Certo dia, um ancião foi se encontrar com outro ancião. Este disse a seu discípulo:

Prepara um pouco de lentilhas! Ele preparou.
– Ensopa-as com pão. Ele ensopou. Permaneceram até o dia seguinte, à hora sexta, falando de coisas espirituais.

Então, o ancião disse a seu discípulo: Prepara-nos um pouco de lentilhas, meu filho! E ele: Estão prontas desde ontem. Então comeram.

Nem vamos perguntar como estava a comida preparada no dia anterior. O que interessa é que os dois, falando de coisas espirituais, esqueceram-se da sopa de lentilhas. Será que o assunto era tão interessante assim? Com certeza devia sê-lo bastante para eles, ao ponto de nem mais sentirem fome. Sem dúvida, eles buscavam um alimento diferente.

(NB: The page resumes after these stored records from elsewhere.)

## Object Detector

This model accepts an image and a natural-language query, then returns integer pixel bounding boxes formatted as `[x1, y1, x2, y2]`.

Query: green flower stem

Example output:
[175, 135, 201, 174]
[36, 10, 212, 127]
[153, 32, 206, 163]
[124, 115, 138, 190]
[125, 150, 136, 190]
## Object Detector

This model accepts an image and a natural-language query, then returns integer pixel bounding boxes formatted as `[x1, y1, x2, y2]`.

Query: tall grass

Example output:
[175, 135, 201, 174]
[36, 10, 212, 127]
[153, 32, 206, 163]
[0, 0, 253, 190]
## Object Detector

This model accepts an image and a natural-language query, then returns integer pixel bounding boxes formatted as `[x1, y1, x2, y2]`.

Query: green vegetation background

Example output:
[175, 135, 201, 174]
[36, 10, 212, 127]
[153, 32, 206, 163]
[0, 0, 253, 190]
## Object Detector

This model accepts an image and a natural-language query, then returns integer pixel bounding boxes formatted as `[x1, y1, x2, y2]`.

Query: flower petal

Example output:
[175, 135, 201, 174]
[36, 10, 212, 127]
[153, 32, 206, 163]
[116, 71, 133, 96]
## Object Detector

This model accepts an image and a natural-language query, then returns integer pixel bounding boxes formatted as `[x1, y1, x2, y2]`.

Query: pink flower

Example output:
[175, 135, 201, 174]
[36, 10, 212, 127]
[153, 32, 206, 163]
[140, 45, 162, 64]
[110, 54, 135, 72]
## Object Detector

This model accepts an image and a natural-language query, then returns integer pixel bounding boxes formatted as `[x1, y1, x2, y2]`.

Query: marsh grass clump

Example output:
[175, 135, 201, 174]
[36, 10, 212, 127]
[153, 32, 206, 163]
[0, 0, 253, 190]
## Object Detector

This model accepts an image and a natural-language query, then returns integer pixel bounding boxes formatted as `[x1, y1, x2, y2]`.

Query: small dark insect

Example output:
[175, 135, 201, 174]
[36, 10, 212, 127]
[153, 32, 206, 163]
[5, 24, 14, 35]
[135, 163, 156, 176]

No domingo da Solenidade da Assunção de Nossa Senhora, somo convidados a olhar mais para o alto; não para ver o sol, a lua ou as estrelas, mas para elevar o nosso pensamento e o nosso coração a assuntos e reflexões mais espirituais e menos materiais. Fique claro que apontar “ao céu” é uma maneira de falar, Deus não pode estar num lugar só, porque se ali estivesse, não estaria em outro e assim teria algum limite. É melhor pensar que Deus não esteja em nenhum dos lugares que conseguimos imaginar, porque ele é e dá o sentido a tudo o que existe. Ele é “grande” não porque abarca tudo, mas porque toda a criação lembra a sua beleza e majestade. Ele não tem começo e nem fim, não porque as nossas medidas sejam curtas, mas porque o seu amor vai além de tudo e de todos. Deus é o Outro, o diferente, aquele que nunca desiste de nos surpreender. Ele é o Tudo que não se pode prender, mas que, amorosamente, se deixa encontrar. É o Amor que liberta e salva, a Vida que dá vida.

Onde está Deus, então? Ele está mais perto do que pensamos. Está onde nós, pela fé e a oração, o deixamos entrar. Ele prometeu que ia permanecer, habitar, no coração dos que o acolherem e amarem (Jo 14,23) e ensinou que os verdadeiros adoradores o adorariam em “espírito e verdade”. Quer estar no segredo do coração de cada um, não mais “fechado” num templo aqui ou acolá (Jo 4,23). 

Demorei para dizer tudo isso e não disse quase nada. As nossas palavras nunca poderão explicar o inexplicável. Contudo, perante Deus, não é vergonhoso balbuciar como crianças que não sabem se expressar. Melhor ainda se ficarmos em silêncio, só para escutar bem o que ele tem para nos dizer.  O povo cristão demorou séculos para aprimorar a sua fé e chegar a acreditar na participação extraordinária de Maria na glória do céu junto ao próprio Filho Jesus ressuscitado e glorioso. Foi a forma mais simples e imediata que o povo encontrou para lembrar e manter vivo o desejo de Deus, para não esquecer nunca a meta de toda existência, de todo sofrimento e de toda bondade.

Acreditar no que virá – o encontro com Deus – não é alienação. Ao contrário, é ter coragem de ir além das circunstâncias, “esperando contra toda esperança” (Rm 5,18) como fez Abraão que acreditou nas promessas de Deus. É a nossa visão que está ficando curta; só enxergamos o imediato, o vantajoso, o que se pode medir e contar. Estamos ficando presos nas obras de nossas mãos e da nossa inteligência. Pobres de nós! Contemplamos extasiados a nós mesmos. Estamos sempre insatisfeitos. Por que não admitimos que a vida e o seu sentido não podem ser somente isso: nós e basta? Deve ter algo maior; a vida deve ir além do breve momento que passamos. Isabel disse a Maria: “Bem-aventurada aquela que acreditou, porque será cumprido o que o Senhor lhe prometeu” (Lc 1,45). Não diz que Maria viu, mediu, avaliou, planejou, se encheu-se de soberba. Não! Disse que ela era feliz porque tinha confiado em Deus, muito além do seu simples e humano projeto de vida. Assim, todas as gerações chamarão de “bem-aventurada” a humilde serva do Senhor. Foi Jesus glorioso que tornou grande a pequenez de Maria. É a nossa pequena confiança em Deus que faz grandes os pequenos gestos de amor, que nos liberta da mesquinhez do nosso inútil orgulho. Vale a pena olhar mais para o céu, também se a sopa de lentilhas pode esfriar.